蒼の呼吸が乱れる。その様子を見て満足そうに玲奈が尋ねる。
「蒼、どうかしら?」
「どうかしら? ……じゃないわよ!? 玲奈! これは一体何なの!? 何かの罰ゲーム!? 新種のハラスメントっ!?」
「ふふっ。新種のハラスメント……は面白いわね」
「って、玲奈! 笑ってる場合じゃない! こんなになるまで私の身体をもてあそんでっ! 一体何がしたいのっ!?」
「ふふっ、ごめんなさいね。でも、蒼? ……どうだった?」
「どうもこうもないでしょ! 恥ずかしくて、ドキドキして、身体中が熱くなって! もう、訳分からないっ!」
「……でしょ?」
(……えっ?)
少しふざけた表情から真顔に戻った玲奈を見て、蒼は自分が受けたハラスメントの意味を考え始める。
「でしょ……って? どういう事?」
「今、蒼が体験した通りよ。好きな人とキスする所なんて想像したら、誰だって多かれ少なかれそうなるでしょ? 流石に頭から蒸気が噴き出したのは驚いたけど。

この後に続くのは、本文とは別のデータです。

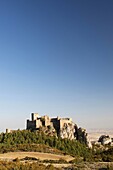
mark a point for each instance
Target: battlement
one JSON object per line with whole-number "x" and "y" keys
{"x": 37, "y": 122}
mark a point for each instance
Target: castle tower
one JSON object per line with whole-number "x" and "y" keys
{"x": 34, "y": 116}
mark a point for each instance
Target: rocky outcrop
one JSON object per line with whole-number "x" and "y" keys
{"x": 105, "y": 140}
{"x": 59, "y": 127}
{"x": 68, "y": 131}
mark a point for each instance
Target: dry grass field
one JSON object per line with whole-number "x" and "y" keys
{"x": 38, "y": 155}
{"x": 94, "y": 134}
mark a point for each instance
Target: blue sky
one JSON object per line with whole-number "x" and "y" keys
{"x": 56, "y": 58}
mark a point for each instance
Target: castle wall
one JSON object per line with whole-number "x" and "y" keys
{"x": 38, "y": 123}
{"x": 34, "y": 116}
{"x": 31, "y": 124}
{"x": 64, "y": 121}
{"x": 56, "y": 124}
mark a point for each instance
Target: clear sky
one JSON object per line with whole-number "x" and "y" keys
{"x": 56, "y": 58}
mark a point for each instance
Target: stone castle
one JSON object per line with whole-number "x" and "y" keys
{"x": 64, "y": 127}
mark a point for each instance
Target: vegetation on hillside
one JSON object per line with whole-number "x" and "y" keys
{"x": 20, "y": 139}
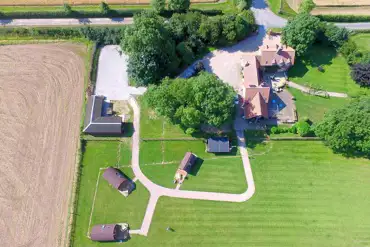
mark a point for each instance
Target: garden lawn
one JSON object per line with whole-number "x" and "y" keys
{"x": 154, "y": 126}
{"x": 315, "y": 107}
{"x": 216, "y": 173}
{"x": 305, "y": 196}
{"x": 363, "y": 41}
{"x": 336, "y": 76}
{"x": 285, "y": 11}
{"x": 110, "y": 205}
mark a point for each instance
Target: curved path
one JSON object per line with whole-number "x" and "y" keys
{"x": 156, "y": 190}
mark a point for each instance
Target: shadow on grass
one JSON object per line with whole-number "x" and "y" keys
{"x": 318, "y": 55}
{"x": 254, "y": 138}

ふふっ」
「もう! 玲奈の意地悪! でも……今の意地悪が朱美ちゃんと何か関係あるの?」
「蒼? もし今みたいに村上さんに『坂本君とキスする所を想像してみて』って言ったら彼女はどうなると思う?」
「それは……」
玲奈の言う通り、蒼は朱美のリアクションを想像してみる。
「朱美ちゃんならきっと……『ないない! 颯太とそんな事、考えられないよー!』ってすぐに否定しちゃうと思う」
「ええ、きっとそうよね。私も同感よ」
「えっ? ……つまり、どういう事?」
「私の意見はこうよ。蒼は坂本君とのキスなんて想像しただけで壊れちゃう。でも、村上さんにはそんな想定は全く無い。想像しろと言われても想像すらできない事だと思うの」
玲奈が繰り広げた想像の舞台に結末が見え始め、蒼の顔は少し明るくなる。
「そっか……つまり、朱美ちゃんにとって坂本君は恋愛対象にはなってない……って事になるよね」
「ええ、そういう結論よ。それは実際に本人もそう言っている訳だし、今、私達が試しに想像してみてもそういう結論になったわね」
最終的な結論を聞き、蒼はいつもの笑顔を取り戻した。
「そっか、そうだよね……やっぱり私、考え過ぎちゃってたのかな」
「ええ、そういう事にしておきましょ」
「やっぱり玲奈は頼りになるよ! 玲奈、ありがとーっ!!」
蒼は大きな体でしっかりと玲奈にしがみつく。
「どういたしまして……でも、蒼? こんなにしがみつくのはちょっと大げさじゃない?」
「ううん、そんな事はないよ? 玲奈……ちゃん? ふふふっ」
「えっ?」
蒼は玲奈にしがみついたまま不敵な笑みを浮かべ、大きな声を上げる。
「いくら何でも、さっきの坂本君との恥ずかしい想像は酷―いっ! お仕置き!!」
「えっ、あっ! ちょっと蒼!?」
蒼は玲奈を腕に捕えたまま、全身をくすぐり始めた。
「あははっ、ちょっと、ダメ! 蒼! くすぐったーい!」
「まだまだー! お仕置きはこんなのじゃ足りないからねっ!」
「い、嫌―っ!! やめてーーっ!!」
蒼は玲奈が作り出した想像の中で苦しめられたのだが、今後は逆に、蒼が作り出したくすぐり地獄の中で玲奈が暫くの間悶え苦む事になった。